Good Girl Gone Rogue
Grazia|November 2017

Blurred comfort zone boundaries, an unassailable dedication to hard work, and a bold leap past her preconceived range - this is not the Shraddha Kapoor you thought you knew. 

 
Dhvani Solani
Good Girl Gone Rogue

When I get on to a call with our November cover girl on a Sunday afternoon just before the long weekend of Diwali, I expect to find a trademark cheerful, slightly hesitant, faintly giggly, and entirely diva-free voice on the other end. Like I have before.

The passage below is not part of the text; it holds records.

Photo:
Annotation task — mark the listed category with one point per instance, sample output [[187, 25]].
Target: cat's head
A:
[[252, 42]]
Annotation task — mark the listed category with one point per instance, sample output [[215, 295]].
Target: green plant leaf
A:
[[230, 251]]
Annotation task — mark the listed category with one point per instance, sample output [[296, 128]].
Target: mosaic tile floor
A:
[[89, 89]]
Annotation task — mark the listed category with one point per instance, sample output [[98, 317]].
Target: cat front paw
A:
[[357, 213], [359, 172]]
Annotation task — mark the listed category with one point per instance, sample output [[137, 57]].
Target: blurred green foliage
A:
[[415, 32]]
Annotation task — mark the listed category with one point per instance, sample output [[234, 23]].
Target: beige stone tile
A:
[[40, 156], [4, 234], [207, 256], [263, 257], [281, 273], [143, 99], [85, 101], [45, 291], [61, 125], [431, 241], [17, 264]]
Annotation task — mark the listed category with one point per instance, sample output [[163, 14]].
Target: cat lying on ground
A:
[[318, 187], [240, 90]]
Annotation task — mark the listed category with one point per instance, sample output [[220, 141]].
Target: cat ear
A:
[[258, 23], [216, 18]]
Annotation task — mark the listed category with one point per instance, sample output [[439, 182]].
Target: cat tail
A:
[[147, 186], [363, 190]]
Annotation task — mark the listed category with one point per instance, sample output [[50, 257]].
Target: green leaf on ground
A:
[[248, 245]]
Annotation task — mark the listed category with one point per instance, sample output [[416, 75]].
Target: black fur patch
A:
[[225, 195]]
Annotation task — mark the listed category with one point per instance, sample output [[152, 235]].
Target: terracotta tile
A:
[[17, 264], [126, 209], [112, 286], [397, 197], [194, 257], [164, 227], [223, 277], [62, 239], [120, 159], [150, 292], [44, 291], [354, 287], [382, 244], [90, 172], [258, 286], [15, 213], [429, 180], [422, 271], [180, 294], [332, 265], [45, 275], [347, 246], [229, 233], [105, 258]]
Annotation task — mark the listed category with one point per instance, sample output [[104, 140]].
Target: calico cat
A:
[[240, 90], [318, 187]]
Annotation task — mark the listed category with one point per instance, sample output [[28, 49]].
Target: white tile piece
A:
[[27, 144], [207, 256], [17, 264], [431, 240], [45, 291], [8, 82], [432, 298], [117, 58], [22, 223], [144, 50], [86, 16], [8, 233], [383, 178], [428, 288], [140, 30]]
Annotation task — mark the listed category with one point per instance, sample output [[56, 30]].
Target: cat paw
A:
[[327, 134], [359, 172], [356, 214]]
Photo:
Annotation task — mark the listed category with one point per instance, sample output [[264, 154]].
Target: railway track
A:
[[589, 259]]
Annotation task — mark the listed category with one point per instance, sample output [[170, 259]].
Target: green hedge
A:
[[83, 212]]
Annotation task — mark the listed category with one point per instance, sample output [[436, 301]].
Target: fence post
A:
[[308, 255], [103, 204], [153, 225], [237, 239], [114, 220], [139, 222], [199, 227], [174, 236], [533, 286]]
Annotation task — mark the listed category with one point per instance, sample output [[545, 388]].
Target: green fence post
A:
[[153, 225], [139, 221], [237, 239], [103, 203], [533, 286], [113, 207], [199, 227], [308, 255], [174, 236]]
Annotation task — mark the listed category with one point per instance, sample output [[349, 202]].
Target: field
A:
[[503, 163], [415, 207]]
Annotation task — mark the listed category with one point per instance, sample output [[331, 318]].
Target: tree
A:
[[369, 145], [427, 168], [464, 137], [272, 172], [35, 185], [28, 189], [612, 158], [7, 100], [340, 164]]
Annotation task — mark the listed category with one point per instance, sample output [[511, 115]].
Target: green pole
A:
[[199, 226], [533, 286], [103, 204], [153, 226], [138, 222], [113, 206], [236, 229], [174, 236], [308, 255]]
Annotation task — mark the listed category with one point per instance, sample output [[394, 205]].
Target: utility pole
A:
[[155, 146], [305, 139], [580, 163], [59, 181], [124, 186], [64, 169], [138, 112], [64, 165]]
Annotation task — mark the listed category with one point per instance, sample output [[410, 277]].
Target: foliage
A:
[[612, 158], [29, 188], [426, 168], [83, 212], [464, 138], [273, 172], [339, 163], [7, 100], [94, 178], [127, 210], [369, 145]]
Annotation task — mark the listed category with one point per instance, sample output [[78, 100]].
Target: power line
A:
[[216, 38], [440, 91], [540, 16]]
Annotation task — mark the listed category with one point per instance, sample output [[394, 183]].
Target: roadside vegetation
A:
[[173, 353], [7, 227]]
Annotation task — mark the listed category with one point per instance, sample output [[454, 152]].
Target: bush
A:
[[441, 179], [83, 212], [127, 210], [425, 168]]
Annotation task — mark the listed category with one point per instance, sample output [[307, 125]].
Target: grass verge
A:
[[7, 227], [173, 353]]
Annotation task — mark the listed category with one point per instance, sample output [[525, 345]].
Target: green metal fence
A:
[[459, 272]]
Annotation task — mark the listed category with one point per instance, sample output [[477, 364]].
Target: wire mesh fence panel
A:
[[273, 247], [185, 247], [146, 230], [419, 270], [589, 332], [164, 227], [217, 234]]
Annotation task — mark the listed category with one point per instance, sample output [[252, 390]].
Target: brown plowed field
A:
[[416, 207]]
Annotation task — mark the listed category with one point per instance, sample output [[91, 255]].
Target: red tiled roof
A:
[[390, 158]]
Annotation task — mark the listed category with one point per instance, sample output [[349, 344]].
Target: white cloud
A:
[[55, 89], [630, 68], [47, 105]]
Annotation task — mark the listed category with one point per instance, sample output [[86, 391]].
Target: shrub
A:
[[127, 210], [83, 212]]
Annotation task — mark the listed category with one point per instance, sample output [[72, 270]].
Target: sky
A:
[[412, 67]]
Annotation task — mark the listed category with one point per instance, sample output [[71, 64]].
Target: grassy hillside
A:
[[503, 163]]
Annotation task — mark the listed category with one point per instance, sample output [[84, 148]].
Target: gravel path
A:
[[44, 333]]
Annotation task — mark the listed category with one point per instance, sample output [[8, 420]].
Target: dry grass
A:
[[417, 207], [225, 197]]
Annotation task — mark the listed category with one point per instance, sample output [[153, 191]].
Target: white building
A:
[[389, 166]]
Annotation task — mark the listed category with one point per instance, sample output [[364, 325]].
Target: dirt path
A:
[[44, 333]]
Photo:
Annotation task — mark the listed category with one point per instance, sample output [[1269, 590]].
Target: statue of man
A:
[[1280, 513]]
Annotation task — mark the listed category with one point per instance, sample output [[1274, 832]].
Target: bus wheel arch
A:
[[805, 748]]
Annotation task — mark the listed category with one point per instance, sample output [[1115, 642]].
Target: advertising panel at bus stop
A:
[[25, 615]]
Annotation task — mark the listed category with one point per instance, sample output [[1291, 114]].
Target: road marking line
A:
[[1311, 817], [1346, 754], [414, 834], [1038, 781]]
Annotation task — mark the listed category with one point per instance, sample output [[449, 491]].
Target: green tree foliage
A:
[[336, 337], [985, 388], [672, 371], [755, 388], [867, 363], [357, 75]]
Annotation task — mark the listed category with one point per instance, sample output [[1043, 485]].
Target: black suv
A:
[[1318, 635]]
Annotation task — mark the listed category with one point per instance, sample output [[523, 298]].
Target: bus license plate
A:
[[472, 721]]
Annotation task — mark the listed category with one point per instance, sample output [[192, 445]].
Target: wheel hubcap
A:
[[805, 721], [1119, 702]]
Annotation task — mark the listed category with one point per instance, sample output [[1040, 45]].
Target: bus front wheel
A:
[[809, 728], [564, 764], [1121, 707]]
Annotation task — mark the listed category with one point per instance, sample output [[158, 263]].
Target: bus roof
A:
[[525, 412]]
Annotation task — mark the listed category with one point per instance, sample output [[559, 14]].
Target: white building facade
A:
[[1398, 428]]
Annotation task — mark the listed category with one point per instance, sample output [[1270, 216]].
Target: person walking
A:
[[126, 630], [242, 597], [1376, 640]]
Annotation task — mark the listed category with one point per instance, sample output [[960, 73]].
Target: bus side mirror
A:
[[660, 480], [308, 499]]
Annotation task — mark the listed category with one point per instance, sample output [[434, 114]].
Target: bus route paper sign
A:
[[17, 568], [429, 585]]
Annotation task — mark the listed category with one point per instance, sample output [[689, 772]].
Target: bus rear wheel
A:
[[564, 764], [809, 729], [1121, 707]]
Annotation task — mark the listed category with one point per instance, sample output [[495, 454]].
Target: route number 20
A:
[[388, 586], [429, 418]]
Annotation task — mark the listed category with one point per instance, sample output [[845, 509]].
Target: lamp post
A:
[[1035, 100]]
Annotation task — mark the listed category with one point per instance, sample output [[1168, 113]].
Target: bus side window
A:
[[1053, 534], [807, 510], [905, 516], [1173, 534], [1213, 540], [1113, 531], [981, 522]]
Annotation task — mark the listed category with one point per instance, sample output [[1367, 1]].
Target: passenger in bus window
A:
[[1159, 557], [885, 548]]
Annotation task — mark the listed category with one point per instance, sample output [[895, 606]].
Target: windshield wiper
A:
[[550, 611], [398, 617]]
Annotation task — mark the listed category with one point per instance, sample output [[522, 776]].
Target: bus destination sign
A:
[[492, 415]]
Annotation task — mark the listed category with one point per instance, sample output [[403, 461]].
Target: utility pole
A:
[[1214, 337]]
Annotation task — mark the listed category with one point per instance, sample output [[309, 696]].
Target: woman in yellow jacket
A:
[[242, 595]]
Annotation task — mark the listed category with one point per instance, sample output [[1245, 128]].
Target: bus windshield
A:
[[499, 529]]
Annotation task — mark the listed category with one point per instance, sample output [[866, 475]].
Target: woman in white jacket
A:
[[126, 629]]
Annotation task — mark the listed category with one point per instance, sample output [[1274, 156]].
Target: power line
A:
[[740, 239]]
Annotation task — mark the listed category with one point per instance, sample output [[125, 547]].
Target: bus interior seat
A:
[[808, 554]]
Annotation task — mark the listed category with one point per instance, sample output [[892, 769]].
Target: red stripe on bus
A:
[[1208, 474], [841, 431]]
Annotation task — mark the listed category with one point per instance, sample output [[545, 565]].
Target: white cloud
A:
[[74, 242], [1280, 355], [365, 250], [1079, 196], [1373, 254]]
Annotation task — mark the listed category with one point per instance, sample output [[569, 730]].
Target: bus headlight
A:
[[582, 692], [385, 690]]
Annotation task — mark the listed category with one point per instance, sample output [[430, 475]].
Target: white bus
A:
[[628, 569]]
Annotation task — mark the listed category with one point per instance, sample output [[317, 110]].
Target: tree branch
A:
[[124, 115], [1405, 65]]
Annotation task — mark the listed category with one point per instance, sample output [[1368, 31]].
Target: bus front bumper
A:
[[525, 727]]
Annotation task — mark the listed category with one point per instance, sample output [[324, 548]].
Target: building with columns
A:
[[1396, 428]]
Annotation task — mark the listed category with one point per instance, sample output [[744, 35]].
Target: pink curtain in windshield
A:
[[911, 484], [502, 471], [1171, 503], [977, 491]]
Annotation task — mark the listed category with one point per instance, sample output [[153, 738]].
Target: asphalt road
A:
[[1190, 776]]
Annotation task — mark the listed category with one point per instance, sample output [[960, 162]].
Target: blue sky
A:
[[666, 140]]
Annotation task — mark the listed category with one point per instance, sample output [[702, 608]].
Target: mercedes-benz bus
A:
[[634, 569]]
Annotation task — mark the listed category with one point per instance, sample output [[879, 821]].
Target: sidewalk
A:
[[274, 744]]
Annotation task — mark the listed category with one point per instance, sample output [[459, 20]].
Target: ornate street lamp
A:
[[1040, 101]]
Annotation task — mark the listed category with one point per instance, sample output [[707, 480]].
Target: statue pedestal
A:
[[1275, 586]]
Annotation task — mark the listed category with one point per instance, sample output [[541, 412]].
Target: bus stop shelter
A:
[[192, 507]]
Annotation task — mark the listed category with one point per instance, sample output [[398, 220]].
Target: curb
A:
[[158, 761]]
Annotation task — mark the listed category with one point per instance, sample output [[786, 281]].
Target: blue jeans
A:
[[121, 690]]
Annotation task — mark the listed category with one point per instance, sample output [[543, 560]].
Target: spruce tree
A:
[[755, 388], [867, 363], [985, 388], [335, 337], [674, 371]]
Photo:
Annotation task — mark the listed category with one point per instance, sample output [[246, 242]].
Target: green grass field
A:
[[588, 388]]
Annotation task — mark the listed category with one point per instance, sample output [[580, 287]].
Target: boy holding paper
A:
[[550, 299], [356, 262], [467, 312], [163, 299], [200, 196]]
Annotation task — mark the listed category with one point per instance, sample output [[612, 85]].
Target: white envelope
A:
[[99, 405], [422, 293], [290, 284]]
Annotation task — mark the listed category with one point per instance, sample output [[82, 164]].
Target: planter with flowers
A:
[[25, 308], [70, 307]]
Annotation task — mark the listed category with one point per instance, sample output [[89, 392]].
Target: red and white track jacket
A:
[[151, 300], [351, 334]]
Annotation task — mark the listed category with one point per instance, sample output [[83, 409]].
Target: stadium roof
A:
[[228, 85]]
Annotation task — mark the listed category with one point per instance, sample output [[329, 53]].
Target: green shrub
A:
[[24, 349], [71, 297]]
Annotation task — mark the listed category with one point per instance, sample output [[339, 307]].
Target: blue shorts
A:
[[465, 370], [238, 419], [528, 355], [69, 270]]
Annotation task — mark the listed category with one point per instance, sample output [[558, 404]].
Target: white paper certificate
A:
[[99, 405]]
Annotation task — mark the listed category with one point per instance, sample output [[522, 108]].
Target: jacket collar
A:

However, in her place, I find a sombre Shraddha Kapoor who apologises for having an off day. The entirely unseasonal and worrying rumble of the thunder of the October afternoon in Mumbai seems mirrored in her inflection as she tells me how her physiotherapist was suspecting a hairline fracture in her foot the previous afternoon. Thankfully though, it turned out to be only “a deep sprain” as revealed by her X-ray reports that came in the day before, also when our original phone call was due.

I found myself wondering what it would be like if the tables were turned. If under those circumstances, I had to give an interview, or make an appearance, or sit in a make-up chair for hours, when all I wanted to do was probably just Netflix and chill.

But I’m the one with the questions here, so I dive right in: Is this the end of seeing Kapoor as the girl we’ve always seen her as – beautiful, fragile, vulnerable, the good girl playing the good girl, even if she is terminally ill in the script or body popping at a hip-hop battle? The last time we saw her on screen, she was playing the gangster godmother of Nagpada in Apoorva Lakhia’s Haseena Parkar. The next time we see her, it’ll either be in the bilingual Saaho for which she is learning Telugu, or in the biopic on Saina Nehwal for which she is undergoing a rigorous crash course in badminton, 34 sessions down and many more to go.

This story is from the November 2017 edition of Grazia.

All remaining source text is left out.